Something special happened when Mary arrived. We don’t know Mary’s exact words of greeting, and they may have been as simple, as “Good morning!” But whatever the content, the sound of her voice was not just heard by Elizabeth, but set off a response in Elizabeth’s baby, the one to be named John. The Scripture says, “When Elizabeth heard Mary’s greeting, the baby in her womb leaped.”

At that moment, I can hear Elizabeth laugh, and say to Mary, “I guess you heard I’m having a baby! When you walked in, he just jumped! Ouch! I felt that! Sort of poked me right in the middle. He’s definitely alive in there, and sure as the sun rises in the east, I’m having a baby. What I’m not sure about is that I’m ready for this, but…it’s happening! Can’t wait to see the little guy. Did I tell you: The angel Gabriel gave us both the ‘gender reveal’ and ‘the naming’ all in one go? Ready or not, here we come!” 

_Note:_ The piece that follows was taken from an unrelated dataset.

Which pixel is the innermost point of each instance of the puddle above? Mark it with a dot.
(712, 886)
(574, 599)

In the womb of Elizabeth is yet another testimony of the birth of the Christ child. Mary is not just any visitor to this town in the hill country of Judah. Without fanfare or parade, she walks into town as the mother of the child who would change the world.

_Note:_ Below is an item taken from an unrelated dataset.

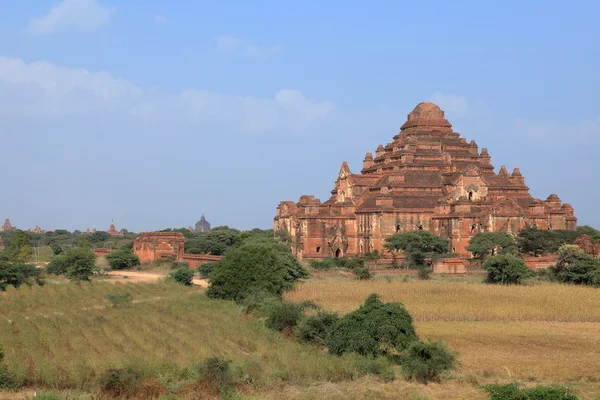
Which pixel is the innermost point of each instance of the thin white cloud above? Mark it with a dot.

The text doesn’t say how she knew where Elizabeth’s house was; I assume she had been there before at least a time or two. If that’s not how it happened, then a question to a passerby solved the location issue. A quick rap on the door, and in the youngster went to the happy old lady who thought her hope of such days of birthing a baby were long gone. And when Mary arrived, the one who would be known as John the Baptist couldn’t keep still in her presence. Even though he had not yet made his grand entrance outside the womb, he was responding with a leap in the amniotic fluid! This leaping baby would later introduce to any and all who would listen, “the Lamb of God, who takes away the sin of the world!” The mother of that Lamb had just entered the room, and Elizabeth’s baby was reflexively bouncing.

Hard to believe? With all the supernatural activity surrounding the Advent of the Christ Child, we shouldn’t be surprised. Something special is happening on so many different levels, to so many different people, it’s hard to keep up. No modern writer for TV could invent this kind of story line with all of these characters, plot twists, turns and unexpected surprises. And if they tried, theirs would, in the end, still be fiction. But this story is true. From start to finish, as hard as it may be to get our heads around.

Things are adding up quickly: Elizabeth’s birth of a baby boy will be something to behold. But Mary’s, even more so.

“Father, thank you for yet another witness of the coming of the Christ child, this time through the leaping of John the Baptist in Elizabeth’s womb. We are in awe at how you put this story together! Erase all doubt from our hearts that you were in fact the one who orchestrated these events from start to finish to present Jesus to the world.”